At one point during the Mad Ripple's set last night, singer Jim Walsh leaned down and peered at a fresh pint of beer and a shot of whiskey someone had set at his feet. "Where did this Jameson and Guinness come from?" After a theatrical pause and sigh, he added, "Ok, fine! I'll drink it. But I might fall apart."
"We want you to fall apart!" shouted Martin Devaney, whose label, Eclectone Records, is releasing the Mad Ripple's latest disc. It's a sentiment that summarizes the feeling of so many of the Mad Ripple's hootenannies: Everyone comes to listen, and nobody expects anything to be perfect. In fact, the imperfections and cracks and mis-starts are often the best part, and only add to the loose, communal vibe that characterize the hoots.
And so the night went, with Walsh and his thrown-together band making their way through a long set of songs off the new album, Her Tattoos Could Sail Ships, and his first record, Sink and/or Swim. Some moments were sloppy, some were joyous and beautiful, and the crowd ate up every moment with the same amount of admiration and cheer. Walsh was joined on stage by a backing band of friends (photographer Tony Nelson on guitar, Tuesday's Robot leader Rick Robot on bass, Pete Christensen on keys, Eliza Blue on violin/banjo, and Andrew Android drums), and a rotating cast of young female songwriters from the hoot took turns helping out on harmonies.
The room was filled with familiar faces, including many musicians and music geeks who are regulars at Walsh's evolving and long-running hootenanny series, and that cameraderie, coupled with the Irish swagger of many of Walsh's folk tunes, made it feel more like we were in a small-town pub than a slick new Uptown music venue.

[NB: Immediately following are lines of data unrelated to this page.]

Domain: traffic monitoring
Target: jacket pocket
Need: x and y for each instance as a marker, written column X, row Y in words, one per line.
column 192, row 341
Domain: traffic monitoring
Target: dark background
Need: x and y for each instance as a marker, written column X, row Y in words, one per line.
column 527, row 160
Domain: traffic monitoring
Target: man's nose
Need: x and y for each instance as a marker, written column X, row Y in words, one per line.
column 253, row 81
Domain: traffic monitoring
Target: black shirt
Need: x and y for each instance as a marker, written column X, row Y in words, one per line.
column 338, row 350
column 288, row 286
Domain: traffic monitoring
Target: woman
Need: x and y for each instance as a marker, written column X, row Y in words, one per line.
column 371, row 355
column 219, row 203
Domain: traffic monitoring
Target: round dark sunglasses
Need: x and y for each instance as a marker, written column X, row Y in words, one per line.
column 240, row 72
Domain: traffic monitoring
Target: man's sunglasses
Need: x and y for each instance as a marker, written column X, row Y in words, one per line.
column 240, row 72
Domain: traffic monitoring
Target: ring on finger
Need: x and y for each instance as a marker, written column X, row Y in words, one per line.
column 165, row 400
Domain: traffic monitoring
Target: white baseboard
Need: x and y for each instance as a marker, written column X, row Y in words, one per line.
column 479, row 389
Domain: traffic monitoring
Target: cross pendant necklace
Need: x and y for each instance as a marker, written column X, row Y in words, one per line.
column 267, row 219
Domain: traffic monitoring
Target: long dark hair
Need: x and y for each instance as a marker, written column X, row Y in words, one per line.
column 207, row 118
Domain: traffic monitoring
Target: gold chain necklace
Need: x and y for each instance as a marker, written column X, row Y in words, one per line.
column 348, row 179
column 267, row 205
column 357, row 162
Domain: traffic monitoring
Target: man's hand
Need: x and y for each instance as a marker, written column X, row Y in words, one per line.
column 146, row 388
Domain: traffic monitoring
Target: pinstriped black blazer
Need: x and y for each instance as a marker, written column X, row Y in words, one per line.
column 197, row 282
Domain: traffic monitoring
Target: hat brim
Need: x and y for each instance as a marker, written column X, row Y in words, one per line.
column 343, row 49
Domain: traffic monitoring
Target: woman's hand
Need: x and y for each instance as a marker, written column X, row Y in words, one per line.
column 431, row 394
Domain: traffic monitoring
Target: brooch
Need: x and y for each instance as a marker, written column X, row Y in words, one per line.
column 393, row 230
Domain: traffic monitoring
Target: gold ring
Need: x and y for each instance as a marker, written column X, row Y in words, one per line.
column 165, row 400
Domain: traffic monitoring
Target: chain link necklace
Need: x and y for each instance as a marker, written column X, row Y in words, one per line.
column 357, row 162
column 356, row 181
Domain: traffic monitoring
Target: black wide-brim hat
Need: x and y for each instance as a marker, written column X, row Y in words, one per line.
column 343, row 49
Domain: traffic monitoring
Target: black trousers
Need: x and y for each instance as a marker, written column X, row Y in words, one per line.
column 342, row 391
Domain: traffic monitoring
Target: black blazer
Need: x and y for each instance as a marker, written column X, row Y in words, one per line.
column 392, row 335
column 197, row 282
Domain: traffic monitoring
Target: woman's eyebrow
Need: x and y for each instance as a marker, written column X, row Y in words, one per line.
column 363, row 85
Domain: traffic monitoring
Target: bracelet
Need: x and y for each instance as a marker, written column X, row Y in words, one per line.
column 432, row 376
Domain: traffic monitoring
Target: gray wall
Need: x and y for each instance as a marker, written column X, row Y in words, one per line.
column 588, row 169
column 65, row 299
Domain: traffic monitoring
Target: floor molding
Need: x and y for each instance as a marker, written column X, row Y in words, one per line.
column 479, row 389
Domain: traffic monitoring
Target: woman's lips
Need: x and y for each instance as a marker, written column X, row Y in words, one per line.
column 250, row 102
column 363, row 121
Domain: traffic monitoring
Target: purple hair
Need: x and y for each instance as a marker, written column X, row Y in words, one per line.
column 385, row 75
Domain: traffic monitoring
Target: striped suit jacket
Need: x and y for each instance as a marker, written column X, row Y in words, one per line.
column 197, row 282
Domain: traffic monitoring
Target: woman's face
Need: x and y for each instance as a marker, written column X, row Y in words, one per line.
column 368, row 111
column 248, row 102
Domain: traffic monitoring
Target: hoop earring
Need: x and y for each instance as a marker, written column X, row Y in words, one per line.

That's the thing about the Mad Ripple's shows -- once you've gone to a few of them, it's easy to feel like you've stumbled onto a new family, or perhaps you've found yourself in the closing scene of so many movies, where all the characters are gathered together fortuitously for one final sing-along. It sounds cheesy, but as the band fired up a cover of the Proclaimers' "500 Miles" and everyone in the room started shouting along, it was hard not to feel like it was all part of something bigger than just another show on another cold winter night.